This invention relates to a method and apparatus for error correction, and more particularly to a method and apparatus for error correction suitable for use in, for example, a teletext system.
In a teletext system, a digital signal is superimposed on the horizontal scanning period in the vertical blanking period of a television signal. The conventional televison signal has no picture signal in this vertical blanking period of the horizontal scanning. The character transmission system of such a teletext system contains both a pattern transmission system in which character and picture data are dissolved into picture elements, and a coded transmission system in which the pictorial information is transmitted in the form of coded data. The coded transmission system is superior to the pattern transmission system in terms of the amount of pictorial information transmitted per unit time. The coded transmission system, however, has a problem in that a code error occuring during the transmission of data in the digital signal form is visualized as a miswritten or omitted word.
To cope with this problem, it has been proposed that the code error be corrected by improving the reliability of digital signal processing. A prior art correction system for such a purpose employs a (272,190) shortened (majority) difference set cyclic code system. This correction system is disclosed in the Report of the Radio Council (DENPA GIJUTSU SHINGIKAI) of Japan, Chapter 4, pp 171-190, and in Japanese patent disclosure (KOKAI) No. 59-133751. In this correction system, a majority difference set cyclic code of (273,191) is reduced in its required number of bits by one bit (this correction system being capable of dealing with a code error of a maximum of 8 bits), while retaining a correction capability. More specifically, a data field of 190 bits is associatively followed by an error correction field of 82 bits, which is generated by a predetermined polynomial generator. A total of 272 bits for the data field and the error correction field are thus contained in one data packet for transmission. On the receiving side, the received data packet is stored in a RAM. Then, a CPU reads out and transfers the data to a syndrome register of a predetermined number of bits (for example, 82 bits) and also to a shift register of 272 bits which acts as a delay circuit to synchronize the data with the output of corrected data.
In the syndrome register, the 272-bit data is operated upon several times. The syndrome operation is a kind of division in which, if no error is found in the data, the data is divided to provide a "0" output. The results of the syndrome operations are classified into a predetermined number of groups which are then supplied to a majority logic circuit. On the basis of the operation results, the majority logic circuit decides whether the data is to be corrected or not. The decision signal output from the majority logic circuit, together with the synchronizing output signal of the 272-bit shift register, is transferred to a correction circuit. The correction circuit, if the decision signal requires error correction, corrects the error and then writes the corrected data into the RAM.

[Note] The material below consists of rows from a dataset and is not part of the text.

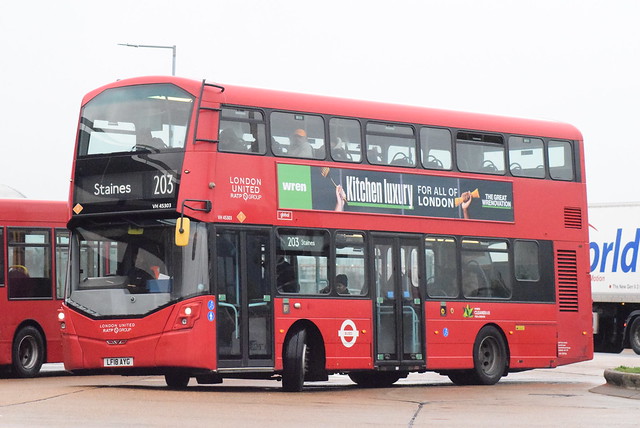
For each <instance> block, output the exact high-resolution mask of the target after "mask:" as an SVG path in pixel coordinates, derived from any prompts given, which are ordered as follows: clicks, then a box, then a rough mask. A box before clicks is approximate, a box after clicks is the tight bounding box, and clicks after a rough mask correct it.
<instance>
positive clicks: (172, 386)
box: [164, 372, 190, 389]
mask: <svg viewBox="0 0 640 428" xmlns="http://www.w3.org/2000/svg"><path fill="white" fill-rule="evenodd" d="M189 379H190V377H189V375H188V374H187V373H182V372H174V373H167V374H166V375H164V380H165V382H167V386H168V387H169V388H171V389H185V388H186V387H187V385H189Z"/></svg>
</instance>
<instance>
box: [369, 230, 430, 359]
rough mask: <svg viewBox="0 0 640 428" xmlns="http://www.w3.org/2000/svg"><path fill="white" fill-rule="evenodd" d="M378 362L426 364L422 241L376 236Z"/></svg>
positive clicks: (375, 262) (376, 305) (404, 238)
mask: <svg viewBox="0 0 640 428" xmlns="http://www.w3.org/2000/svg"><path fill="white" fill-rule="evenodd" d="M373 245H374V257H375V277H374V278H375V281H376V294H375V301H376V304H375V328H376V345H375V349H376V353H375V355H376V365H378V366H384V365H394V366H400V367H402V366H408V365H411V366H415V365H416V364H424V339H423V337H424V336H423V333H422V332H423V331H424V321H423V319H424V317H423V316H422V297H421V293H420V287H419V281H418V272H419V260H420V256H419V248H420V241H419V239H418V238H413V237H391V236H385V235H380V236H376V237H374V243H373Z"/></svg>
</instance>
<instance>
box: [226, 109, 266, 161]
mask: <svg viewBox="0 0 640 428" xmlns="http://www.w3.org/2000/svg"><path fill="white" fill-rule="evenodd" d="M219 141H220V143H219V145H218V150H220V151H221V152H236V153H259V154H264V153H265V152H266V150H267V149H266V147H267V137H266V131H265V125H264V116H263V114H262V113H261V112H259V111H257V110H250V109H240V108H223V109H222V115H221V119H220V136H219Z"/></svg>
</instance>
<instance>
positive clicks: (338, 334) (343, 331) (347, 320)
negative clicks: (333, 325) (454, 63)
mask: <svg viewBox="0 0 640 428" xmlns="http://www.w3.org/2000/svg"><path fill="white" fill-rule="evenodd" d="M359 335H360V332H359V331H358V329H357V328H356V323H354V322H353V321H351V320H344V322H343V323H342V325H341V326H340V330H339V331H338V336H340V340H341V341H342V344H343V345H344V347H345V348H351V347H352V346H353V345H355V344H356V340H357V339H358V336H359Z"/></svg>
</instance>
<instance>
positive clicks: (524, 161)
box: [509, 137, 545, 178]
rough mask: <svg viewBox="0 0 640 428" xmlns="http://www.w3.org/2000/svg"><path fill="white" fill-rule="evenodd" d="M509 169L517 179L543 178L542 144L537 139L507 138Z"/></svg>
mask: <svg viewBox="0 0 640 428" xmlns="http://www.w3.org/2000/svg"><path fill="white" fill-rule="evenodd" d="M509 169H510V170H511V174H513V175H515V176H517V177H534V178H544V176H545V169H544V143H543V142H542V140H541V139H539V138H527V137H509Z"/></svg>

As stated above, this correction system can correct a maximum of eight error bits in 272 bits of data, but it may fail to correct all the error bits in some cases. It is, therefore, necessary to check as to whether or not all the error bits have been corrected. This check is made in the following way.
First, the contents of the 82 registers provided in the syndrome register are checked. If the 82 bits stored in these registers are all "0's", all the error bits have been corrected. Otherwise, it is understood that all the error bits have not been corrected. Hence, the 82 bits from the syndrome register are ORed, and the CPU fetches the data showing this logical sum. The logical sum indicates correction of all the bits when its value is "0", and an incomplete correction of bits when its value is "1".
In the prior art system, the data to be corrected is outputted from the RAM to the syndrome register, and the corrected data is outputted from the syndrome register back to the RAM. The CPU performs both data transferring operations in accordance with a program designed (software) for this purpose. Therefore, the time taken for error correction depends largely on the input/output speed of the CPU. If, however, the processing time of the CPU is increased during the input/output operation, the CPU can not execute other processing, e.g., decoding processing of the received data. The CPU also often fails to follow up processing of the incoming data. Further, the prior art error correction control circuit uses the 272-bit shift register for synchronizing the output of the correction signal with the data. As a result, the error correction control circuit is large, a grave disadvantage when the error correction control circuit is fabricated into an integrated circuit.
For detecting a state of the error correction process, the outputs of the respective registers in the syndrome register are ORed. This large number, 82, of inputs requires extremely long wires, thereby adding to the overall size of the circuit and making it difficult to fabricate the error correction control circuit by means of IC technology.